Tom vit apparaître la Planète dans un halo grisâtre à travers les vitres de son cockpit. Il arrivait au terme d’un voyage périlleux, il avait hâte d’en finir. Bourlingueur interplanétaire, corsaire au long-cours depuis sa prime jeunesse, la transaction qu’il s’apprêtait à conclure, même si elle comportait des risques, allait lui rapporter un sacré pactole. Après ça, il n’avait qu’une idée en tête : rentrer chez lui.

L’ordinateur de bord lui signifia qu’il pouvait amorcer la descente. Son vaisseau évoluait maintenant dans une fumée épaisse et sombre, parsemée de débris, d’objets flottants carbonisés. Au cours de l’atterrissage, Tom avait pu mesurer l’ampleur du désastre. La montée des eaux, les forêts dévastées, les incendies qui rougeoyaient ici ou là, les amas de cendres… Il ne pensait pas retrouver la Planète dans un état pareil ! Et en si peu de temps !

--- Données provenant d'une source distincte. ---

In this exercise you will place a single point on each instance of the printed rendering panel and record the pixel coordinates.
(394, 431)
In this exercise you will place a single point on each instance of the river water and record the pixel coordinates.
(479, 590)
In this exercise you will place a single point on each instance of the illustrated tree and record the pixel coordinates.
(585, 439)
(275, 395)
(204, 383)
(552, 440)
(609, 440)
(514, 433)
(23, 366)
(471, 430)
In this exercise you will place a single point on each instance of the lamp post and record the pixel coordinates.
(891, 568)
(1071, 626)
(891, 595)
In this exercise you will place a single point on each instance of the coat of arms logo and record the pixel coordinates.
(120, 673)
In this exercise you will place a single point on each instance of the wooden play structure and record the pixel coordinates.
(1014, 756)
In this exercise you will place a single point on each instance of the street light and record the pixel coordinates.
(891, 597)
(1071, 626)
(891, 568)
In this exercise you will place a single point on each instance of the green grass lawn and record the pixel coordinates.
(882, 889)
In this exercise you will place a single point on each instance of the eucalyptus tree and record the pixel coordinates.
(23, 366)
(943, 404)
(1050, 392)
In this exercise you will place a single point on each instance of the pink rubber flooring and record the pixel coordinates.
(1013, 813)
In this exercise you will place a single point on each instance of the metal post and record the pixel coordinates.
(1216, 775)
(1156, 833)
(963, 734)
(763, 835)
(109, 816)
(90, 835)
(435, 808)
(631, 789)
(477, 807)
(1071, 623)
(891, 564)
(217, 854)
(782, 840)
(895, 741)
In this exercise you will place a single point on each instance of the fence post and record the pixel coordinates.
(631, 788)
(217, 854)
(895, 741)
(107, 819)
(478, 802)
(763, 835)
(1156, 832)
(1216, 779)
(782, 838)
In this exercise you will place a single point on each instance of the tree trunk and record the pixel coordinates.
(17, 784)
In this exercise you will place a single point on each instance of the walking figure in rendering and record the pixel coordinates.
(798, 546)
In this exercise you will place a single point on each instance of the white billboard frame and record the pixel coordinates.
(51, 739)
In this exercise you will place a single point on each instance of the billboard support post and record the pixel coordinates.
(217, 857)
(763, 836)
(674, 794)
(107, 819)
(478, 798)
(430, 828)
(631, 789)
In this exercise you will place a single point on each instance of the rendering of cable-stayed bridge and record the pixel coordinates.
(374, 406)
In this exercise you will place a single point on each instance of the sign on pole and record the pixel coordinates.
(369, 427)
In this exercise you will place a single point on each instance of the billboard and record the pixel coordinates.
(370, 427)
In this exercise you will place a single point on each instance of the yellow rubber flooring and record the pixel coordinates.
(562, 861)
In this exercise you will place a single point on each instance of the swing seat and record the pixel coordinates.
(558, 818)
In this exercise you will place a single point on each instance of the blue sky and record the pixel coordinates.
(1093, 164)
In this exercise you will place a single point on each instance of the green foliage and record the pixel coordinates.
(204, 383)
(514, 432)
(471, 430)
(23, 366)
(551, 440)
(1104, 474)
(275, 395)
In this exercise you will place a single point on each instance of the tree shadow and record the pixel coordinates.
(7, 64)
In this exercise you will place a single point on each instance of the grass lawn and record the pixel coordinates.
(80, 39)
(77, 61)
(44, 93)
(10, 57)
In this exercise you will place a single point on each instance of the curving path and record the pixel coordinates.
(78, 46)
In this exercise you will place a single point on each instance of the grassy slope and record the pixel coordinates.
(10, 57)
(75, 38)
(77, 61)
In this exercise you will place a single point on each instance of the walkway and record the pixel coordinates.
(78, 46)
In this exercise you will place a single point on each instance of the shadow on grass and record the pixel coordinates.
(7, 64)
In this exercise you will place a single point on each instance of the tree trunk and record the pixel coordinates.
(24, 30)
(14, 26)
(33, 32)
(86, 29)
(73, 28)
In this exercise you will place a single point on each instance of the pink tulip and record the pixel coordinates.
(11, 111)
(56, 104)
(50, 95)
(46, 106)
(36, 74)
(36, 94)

Il se posa en douceur, secondé efficacement par le cerveau électronique supra intelligent intégré au vaisseau, auquel il restait connecté en permanence. Il lui avait créé une voix féminine tout à la fois suave et enjouée et l’avait prénommé Scarlett. Dans une zone boisée épargnée par la destruction, les algorithmes de brouillage de la machine avaient su rendre l’appareil indétectable, pratiquement invisible.

Tom avait rendez-vous le lendemain, heure locale vingt-deux heures, dans le quartier troglodyte situé dans les hauteurs de la Ville. Les Tolérants y avaient établi leur base, c’est à eux qu’il devrait livrer sa marchandise. Il avait hésité avant de conclure le marché, les Intransigeants offraient plus d’argent mais les délais à respecter étaient plus courts… Que ce soit pour les uns ou pour les autres, de toute façon, peu lui importait. Il ne s’était jamais rallié à aucune cause.

Sa Jeep Tout Terrain entreposée dans le garage robotisé était déjà chargée, équipée, prête pour la mission. Après l’atterrissage, Tom avait effectué les vérifications d’usage : tout paraissait nickel.  Il allait pouvoir se reposer quelques heures, dormir un peu, il en avait besoin. Pendant ce laps de temps, Scarlett l’infatigable, l’âme dévouée du vaisseau, préparerait la feuille de route, l’objectif étant d’amener la JTT sans encombre jusqu’au lieu de l’échange.

Allez, courage ! Demain, au plus tard à minuit, ça serait bouclé. Allongé dans sa cabine, le petit homme à la peau noire ferma ses yeux légèrement bridés tout en poussant un long soupir. Avant de sombrer dans un profond sommeil, Tom eut une dernière pensée pour le Château de son Enfance et murmura ce vers de Victor Hugo qui continuait à le hanter : L’Homme empiète ; les espaces ont l’air de consentir.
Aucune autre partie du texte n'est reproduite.